Ooh, actually, I take that back. I think it is UP to force him to get dressed if he doesn't stop mucking about, but it's NOT UP to WARN him that you intend to force him to get dressed if he doesn't stop mucking about.

And don't tell me I'm splitting hairs because that's what the A-Kohn book says; the threat warning is the Bad Thing You Must Not Do, but forcing your child to do something essential for their own good IS okay .

anniemac · 09/07/2009 14:08

This reply has been deleted

Message withdrawn

roundwindow · 09/07/2009 14:09

lljkk.. tying yourself up in knots over this.. you sound like me!
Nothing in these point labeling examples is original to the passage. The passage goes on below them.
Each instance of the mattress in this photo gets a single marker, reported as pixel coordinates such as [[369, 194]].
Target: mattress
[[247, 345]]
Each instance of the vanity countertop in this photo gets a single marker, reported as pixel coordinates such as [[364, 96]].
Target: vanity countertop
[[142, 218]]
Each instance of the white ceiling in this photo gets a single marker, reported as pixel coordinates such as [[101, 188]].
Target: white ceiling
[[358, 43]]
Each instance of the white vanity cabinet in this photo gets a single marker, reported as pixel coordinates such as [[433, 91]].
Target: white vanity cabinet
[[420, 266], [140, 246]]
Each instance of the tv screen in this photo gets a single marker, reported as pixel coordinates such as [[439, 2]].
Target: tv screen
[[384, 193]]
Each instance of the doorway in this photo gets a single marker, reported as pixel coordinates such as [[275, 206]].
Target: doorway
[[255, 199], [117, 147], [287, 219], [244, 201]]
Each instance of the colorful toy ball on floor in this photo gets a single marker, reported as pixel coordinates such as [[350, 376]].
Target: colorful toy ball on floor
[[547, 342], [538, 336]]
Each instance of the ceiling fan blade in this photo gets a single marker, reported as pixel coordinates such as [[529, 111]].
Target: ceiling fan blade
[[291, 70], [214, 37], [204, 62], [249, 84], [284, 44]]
I guess I'm not warning him of anything that'll happen if he doesn't get dressed... I'm just warning him that he's going to need to stop what he's doing, it's going to be time to get dressed, time to go to wherever we're going.. as though it's some sort of indesputible law of physics or something! My DS responds really badly to sudden interruptions to his play with no time to mentally prepare/wind up what he's doing. That's all I meant by 'warning'... a bit like an actor getting 5 minute calls backstage. Nothing to do with any threat of anything I might do.
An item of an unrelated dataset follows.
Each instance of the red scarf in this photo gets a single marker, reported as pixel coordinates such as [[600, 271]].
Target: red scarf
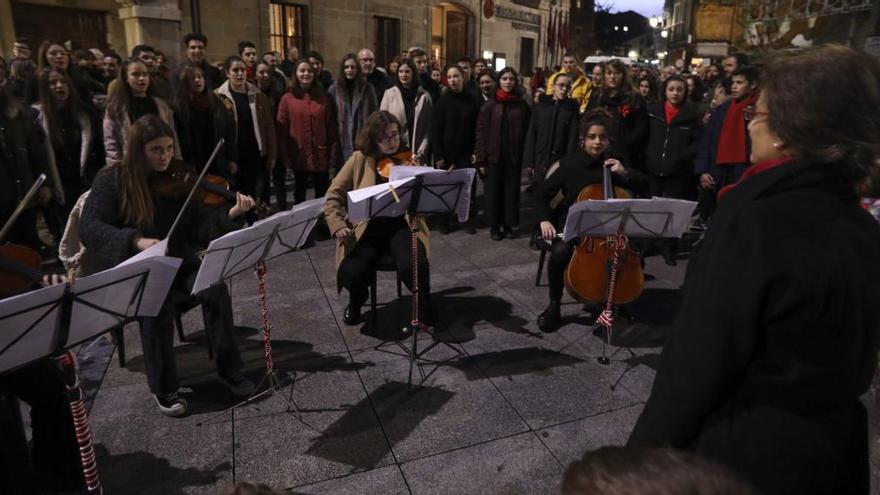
[[505, 97], [754, 170], [732, 144], [671, 112]]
For me, if I'm calm and matter of fact and repetitive enough, he complies eventually. I just try to let go of any expectations I might have about how long that might take..... And sometimes I do mention 'consequences' but only real ones.. eg. if we don't go to the shops there won't be any food for dinner... if we don't get to so-and-so's house when we said we would they might not be there to let us in.

No idea whether this is UP or not (I did love the book) but it seems to fit in better with how I am generally and therefore, for me, much less stressful than any approach that requires me to be 'in control'. Cos I'm sooo not

anniemac · 09/07/2009 14:13

This reply has been deleted

Message withdrawn

Othersideofthechannel · 09/07/2009 14:39

There is a big difference between giving advance notice of something that is going to happen and threatening.

I think the former is acceptable to most parents including those who try to UP. Many children (and adults for a matter of fact!) find transition easier with a bit of advance notice.

I don't think I would agree that "forcing your child to do something essential for their own good IS ok" but I would say that as a last resort, forcing your child to do something essential for their own health/safety is necessary.

UC · 09/07/2009 14:51

I hope no-one trounces me for this, but when my 5 yr old takes forever to get his uniform on in the morning, I say that he has 5 minutes to get ready (he CAN get dressed in 1 minute flat!), or we will be leaving with him in whatever state he is currently in. Which may mean going to school in his pyjamas. Funnily enough, he has never actually pushed it that far, and somehow always manages to get himself dressed in time.

corriefan · 09/07/2009 19:55

I do like the getting them to verbalise the reasoning idea, I will definitely do that more, especially as he is at the 'why?' stage now anyway and I'm trying to encourage him to think of his own answers.

They have actually got into quite a good routine for getting ready before work, it's more when we're out about 10 after a lazy morning that it drives me crackers getting them to get ready because we'll be going somewhere for them and they'll be pratting about! Saying that it gets most stressful when I worry about being late and get het up and that is probably really my fault with bad time management.